Again, every city should emulate Miami Beach. Then, if the state legalized them, casinos could enter unincorporated areas, leaving it to county hall to summon the wisdom and courage to also bar gambling – though Genting probably has too many county commissioners on its side already to make that happen.
Miami Beach’s planning analysis for this week’s legislation is instructive. It notes that while the legislature didn’t allow more casinos in Miami-Dade this year “there is always the possibility of special sessions or for new bills to be introduced in future legislative sessions. It is therefore important that the city’s comprehensive plan and land development regulations address casinos in the event that the State Legislature allows an expansion of gambling or casinos at some point in the future.”

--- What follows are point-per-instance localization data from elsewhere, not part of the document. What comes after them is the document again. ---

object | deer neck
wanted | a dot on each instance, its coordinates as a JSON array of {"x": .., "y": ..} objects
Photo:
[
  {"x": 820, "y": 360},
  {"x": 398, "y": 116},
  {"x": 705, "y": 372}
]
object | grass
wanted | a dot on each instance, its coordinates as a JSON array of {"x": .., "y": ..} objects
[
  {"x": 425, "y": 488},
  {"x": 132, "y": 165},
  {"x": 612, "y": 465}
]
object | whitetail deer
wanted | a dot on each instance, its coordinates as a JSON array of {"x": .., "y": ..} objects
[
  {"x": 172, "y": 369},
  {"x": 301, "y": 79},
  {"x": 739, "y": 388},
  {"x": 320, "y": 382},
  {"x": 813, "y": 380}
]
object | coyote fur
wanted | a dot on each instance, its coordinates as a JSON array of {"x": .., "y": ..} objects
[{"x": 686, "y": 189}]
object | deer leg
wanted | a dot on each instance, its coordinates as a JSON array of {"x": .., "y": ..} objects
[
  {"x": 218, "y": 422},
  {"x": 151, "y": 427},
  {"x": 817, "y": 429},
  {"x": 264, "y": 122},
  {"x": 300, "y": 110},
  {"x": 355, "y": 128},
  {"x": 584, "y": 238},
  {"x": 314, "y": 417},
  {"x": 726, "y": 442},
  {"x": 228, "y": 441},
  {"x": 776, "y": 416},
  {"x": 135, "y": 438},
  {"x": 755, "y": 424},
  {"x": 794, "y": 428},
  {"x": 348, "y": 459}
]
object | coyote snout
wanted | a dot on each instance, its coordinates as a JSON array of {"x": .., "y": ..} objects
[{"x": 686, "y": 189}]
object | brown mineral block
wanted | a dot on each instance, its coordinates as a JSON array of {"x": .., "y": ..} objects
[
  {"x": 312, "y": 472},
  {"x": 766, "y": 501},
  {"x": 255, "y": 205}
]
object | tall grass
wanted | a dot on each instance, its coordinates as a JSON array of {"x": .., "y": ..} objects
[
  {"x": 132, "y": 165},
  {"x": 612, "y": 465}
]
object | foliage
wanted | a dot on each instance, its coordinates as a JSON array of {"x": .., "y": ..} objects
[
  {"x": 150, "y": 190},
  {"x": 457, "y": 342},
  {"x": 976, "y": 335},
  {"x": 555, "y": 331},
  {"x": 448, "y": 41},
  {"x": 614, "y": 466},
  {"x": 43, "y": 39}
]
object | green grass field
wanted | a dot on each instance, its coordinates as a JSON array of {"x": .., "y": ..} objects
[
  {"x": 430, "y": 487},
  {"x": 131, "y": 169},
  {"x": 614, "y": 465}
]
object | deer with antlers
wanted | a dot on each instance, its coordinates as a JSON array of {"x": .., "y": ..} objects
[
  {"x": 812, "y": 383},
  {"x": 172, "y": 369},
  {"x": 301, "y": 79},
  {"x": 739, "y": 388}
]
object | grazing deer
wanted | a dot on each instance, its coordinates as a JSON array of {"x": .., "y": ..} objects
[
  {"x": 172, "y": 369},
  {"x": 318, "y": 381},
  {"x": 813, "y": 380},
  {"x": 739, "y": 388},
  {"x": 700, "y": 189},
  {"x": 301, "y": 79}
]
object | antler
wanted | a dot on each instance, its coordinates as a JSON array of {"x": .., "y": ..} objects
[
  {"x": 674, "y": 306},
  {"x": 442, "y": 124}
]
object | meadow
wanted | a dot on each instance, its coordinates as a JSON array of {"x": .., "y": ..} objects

As for legality, the analysis concludes that the city is well within both its home rule and police powers to adopt the proposed zoning and comprehensive plan amendments.
The legislative analysis notes not only the well-documented social ills of gambling but the economic danger to the rest of the tourist industry: casinos are designed to keep the guests inside their facilities, not seeing the community and its attractions. That would imply that local spending per visitor would drop markedly in a casino economy, so even with the same number of visitors local incomes would fall.
The first airing of the three city measures is today (5/11) – the Planning Board is to review them and send them to the city commission for a 2 p.m. hearing tomorrow (5/12) at city hall. The city commission’s vote will be preliminary, meaning final action would come after the commission, as it should, passes the items this week.
These measures, all ordinances, won’t be engraved in stone. Future city commissions could be swayed to undo what this commission should do now – erect gambling barriers. We should be counting on the state constitution to protect us – but we can’t, because as the city analysis notes, a future legislature could open the doors wide to gambling.
The casino interests will never stop trying to get in. Each step they take inside will lead to another and another.
The only defenses are to pass local measures like Miami Beach’s today and then have constant vigilance. Not only are we protecting our visitor economy but the lifestyle that keeps us here.
People pick the lifestyle they prefer. Of this we are certain: Atlantic City is selling very few multi-million-dollar condos. The big money comes here already, and comes to live as well as to visit. We have nothing to gain, and everything to lose, with casinos.
It’s appropriate that Miami Beach show leadership and lead the way. Who knows the visitor industry better?